Bioinformatics. 2016 Sep 1;32(17):i693-i701. doi: 10.1093/bioinformatics/btw443.

Abstract

Motivation: Docking prediction algorithms aim to find the native conformation of a complex of proteins from knowledge of their unbound structures. They rely on a combination of sampling and scoring methods, adapted to different scales. Polynomial Expansion of Protein Structures and Interactions for Docking (PEPSI-Dock) improves the accuracy of the first stage of the docking pipeline, which will sharpen up the final predictions. Indeed, PEPSI-Dock benefits from the precision of a very detailed data-driven model of the binding free energy used with a global and exhaustive rigid-body search space. As well as being accurate, our computations are among the fastest by virtue of the sparse representation of the pre-computed potentials and FFT-accelerated sampling techniques. Overall, this is the first demonstration of a FFT-accelerated docking method coupled with an arbitrary-shaped distance-dependent interaction potential.
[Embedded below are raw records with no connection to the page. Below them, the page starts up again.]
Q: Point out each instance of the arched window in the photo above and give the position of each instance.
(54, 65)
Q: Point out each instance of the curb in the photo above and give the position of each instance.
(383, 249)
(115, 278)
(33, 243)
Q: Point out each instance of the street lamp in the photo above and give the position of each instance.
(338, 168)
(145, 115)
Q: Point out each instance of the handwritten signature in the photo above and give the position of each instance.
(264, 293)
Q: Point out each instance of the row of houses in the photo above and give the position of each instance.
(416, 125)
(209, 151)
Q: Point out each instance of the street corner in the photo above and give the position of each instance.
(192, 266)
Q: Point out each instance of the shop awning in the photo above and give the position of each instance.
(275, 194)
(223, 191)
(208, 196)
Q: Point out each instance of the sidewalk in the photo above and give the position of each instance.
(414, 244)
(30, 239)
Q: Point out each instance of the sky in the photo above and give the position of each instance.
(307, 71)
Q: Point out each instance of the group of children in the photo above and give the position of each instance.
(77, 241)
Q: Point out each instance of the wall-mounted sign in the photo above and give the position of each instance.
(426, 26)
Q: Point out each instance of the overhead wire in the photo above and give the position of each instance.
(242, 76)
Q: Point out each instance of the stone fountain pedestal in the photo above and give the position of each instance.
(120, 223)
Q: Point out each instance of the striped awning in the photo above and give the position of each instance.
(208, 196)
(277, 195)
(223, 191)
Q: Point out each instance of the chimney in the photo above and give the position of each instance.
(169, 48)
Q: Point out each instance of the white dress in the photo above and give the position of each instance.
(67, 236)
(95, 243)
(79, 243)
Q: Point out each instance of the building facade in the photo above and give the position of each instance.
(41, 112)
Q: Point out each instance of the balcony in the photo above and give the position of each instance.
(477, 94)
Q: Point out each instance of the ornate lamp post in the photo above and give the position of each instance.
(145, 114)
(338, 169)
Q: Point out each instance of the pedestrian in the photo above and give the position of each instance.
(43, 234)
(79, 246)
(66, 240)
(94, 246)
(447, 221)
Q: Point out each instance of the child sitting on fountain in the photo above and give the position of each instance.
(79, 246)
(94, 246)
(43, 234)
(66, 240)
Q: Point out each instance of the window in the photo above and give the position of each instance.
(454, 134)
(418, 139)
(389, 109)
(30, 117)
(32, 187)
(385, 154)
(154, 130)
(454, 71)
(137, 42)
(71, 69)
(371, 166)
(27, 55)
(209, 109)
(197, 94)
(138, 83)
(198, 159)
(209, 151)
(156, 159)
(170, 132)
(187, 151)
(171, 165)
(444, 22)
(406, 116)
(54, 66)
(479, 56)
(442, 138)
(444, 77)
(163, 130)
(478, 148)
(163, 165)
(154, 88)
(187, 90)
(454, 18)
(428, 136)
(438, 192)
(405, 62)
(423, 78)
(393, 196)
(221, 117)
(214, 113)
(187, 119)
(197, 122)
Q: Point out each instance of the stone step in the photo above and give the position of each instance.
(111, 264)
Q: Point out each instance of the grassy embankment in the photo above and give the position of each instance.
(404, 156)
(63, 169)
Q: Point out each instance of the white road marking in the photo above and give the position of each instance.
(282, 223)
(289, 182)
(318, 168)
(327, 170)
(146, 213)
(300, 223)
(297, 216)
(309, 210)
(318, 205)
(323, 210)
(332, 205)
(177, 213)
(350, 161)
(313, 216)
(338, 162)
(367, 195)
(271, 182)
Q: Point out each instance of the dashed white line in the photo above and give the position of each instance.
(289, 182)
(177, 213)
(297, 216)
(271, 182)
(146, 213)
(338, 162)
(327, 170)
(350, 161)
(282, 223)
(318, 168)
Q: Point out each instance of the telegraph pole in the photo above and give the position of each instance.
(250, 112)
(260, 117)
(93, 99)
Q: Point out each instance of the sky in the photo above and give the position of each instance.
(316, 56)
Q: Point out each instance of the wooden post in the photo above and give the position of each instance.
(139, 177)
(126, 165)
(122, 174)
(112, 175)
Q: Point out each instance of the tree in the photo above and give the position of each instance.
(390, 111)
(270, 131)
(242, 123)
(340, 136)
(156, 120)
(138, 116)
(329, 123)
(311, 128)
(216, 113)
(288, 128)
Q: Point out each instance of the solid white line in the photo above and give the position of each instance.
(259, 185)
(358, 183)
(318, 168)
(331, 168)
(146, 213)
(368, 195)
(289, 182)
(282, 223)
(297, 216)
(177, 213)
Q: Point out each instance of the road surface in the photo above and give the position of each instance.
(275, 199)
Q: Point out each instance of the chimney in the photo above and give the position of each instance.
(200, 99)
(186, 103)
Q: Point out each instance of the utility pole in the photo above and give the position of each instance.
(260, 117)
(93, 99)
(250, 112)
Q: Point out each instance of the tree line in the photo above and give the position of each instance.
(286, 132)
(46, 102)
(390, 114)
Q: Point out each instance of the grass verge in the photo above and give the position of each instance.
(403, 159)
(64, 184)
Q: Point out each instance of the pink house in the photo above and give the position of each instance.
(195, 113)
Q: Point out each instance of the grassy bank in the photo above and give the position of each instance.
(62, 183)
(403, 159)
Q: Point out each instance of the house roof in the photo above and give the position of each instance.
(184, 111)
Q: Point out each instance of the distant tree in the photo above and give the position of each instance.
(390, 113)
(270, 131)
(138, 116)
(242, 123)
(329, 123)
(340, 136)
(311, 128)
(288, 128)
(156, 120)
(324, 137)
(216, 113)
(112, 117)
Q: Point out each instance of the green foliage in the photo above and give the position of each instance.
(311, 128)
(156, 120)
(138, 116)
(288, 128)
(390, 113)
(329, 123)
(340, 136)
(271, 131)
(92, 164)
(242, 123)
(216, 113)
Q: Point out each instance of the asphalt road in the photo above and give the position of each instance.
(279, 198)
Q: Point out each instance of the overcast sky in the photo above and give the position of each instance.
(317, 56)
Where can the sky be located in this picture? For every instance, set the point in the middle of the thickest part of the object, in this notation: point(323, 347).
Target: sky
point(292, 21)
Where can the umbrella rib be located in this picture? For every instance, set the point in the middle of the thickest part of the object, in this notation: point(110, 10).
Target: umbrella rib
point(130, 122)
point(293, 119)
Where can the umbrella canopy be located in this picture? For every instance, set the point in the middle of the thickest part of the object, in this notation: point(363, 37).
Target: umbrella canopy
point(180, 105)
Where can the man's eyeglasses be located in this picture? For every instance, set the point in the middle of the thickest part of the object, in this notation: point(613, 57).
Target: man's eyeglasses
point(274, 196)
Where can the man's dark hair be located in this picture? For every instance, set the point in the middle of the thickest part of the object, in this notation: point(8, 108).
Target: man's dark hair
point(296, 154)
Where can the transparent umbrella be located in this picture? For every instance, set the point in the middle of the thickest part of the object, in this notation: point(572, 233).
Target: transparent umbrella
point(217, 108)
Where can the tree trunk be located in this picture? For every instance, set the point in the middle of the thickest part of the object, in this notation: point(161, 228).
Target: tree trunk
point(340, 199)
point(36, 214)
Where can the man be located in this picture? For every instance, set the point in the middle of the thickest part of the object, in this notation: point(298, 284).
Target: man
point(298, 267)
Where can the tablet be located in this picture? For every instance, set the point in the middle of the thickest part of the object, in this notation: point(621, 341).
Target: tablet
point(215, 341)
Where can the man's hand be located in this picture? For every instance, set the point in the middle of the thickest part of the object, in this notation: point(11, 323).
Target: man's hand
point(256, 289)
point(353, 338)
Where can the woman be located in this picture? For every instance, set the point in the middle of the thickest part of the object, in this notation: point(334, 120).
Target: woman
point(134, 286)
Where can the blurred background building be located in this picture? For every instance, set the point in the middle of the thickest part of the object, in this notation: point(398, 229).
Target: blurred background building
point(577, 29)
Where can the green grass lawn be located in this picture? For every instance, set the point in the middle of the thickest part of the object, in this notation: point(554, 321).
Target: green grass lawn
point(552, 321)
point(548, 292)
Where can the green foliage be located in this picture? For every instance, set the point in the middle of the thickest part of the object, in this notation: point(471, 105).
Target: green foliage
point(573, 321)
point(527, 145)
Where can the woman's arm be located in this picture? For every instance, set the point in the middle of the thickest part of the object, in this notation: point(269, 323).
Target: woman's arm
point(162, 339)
Results: First, we present a novel learning process to compute data-driven distant-dependent pairwise potentials, adapted from our previous method used for rescoring of putative protein-protein binding poses. The potential coefficients are learned by combining machine-learning techniques with physically interpretable descriptors. Then, we describe the integration of the deduced potentials into a FFT-accelerated spherical sampling provided by the Hex library. Overall, on a training set of 163 heterodimers, PEPSI-Dock achieves a success rate of 91% mid-quality predictions in the top-10 solutions. On a subset of the protein docking benchmark v5, it achieves 44.4% mid-quality predictions in the top-10 solutions when starting from bound structures and 20.5% when starting from unbound structures. The method runs in 5-15 min on a modern laptop and can easily be extended to other types of interactions.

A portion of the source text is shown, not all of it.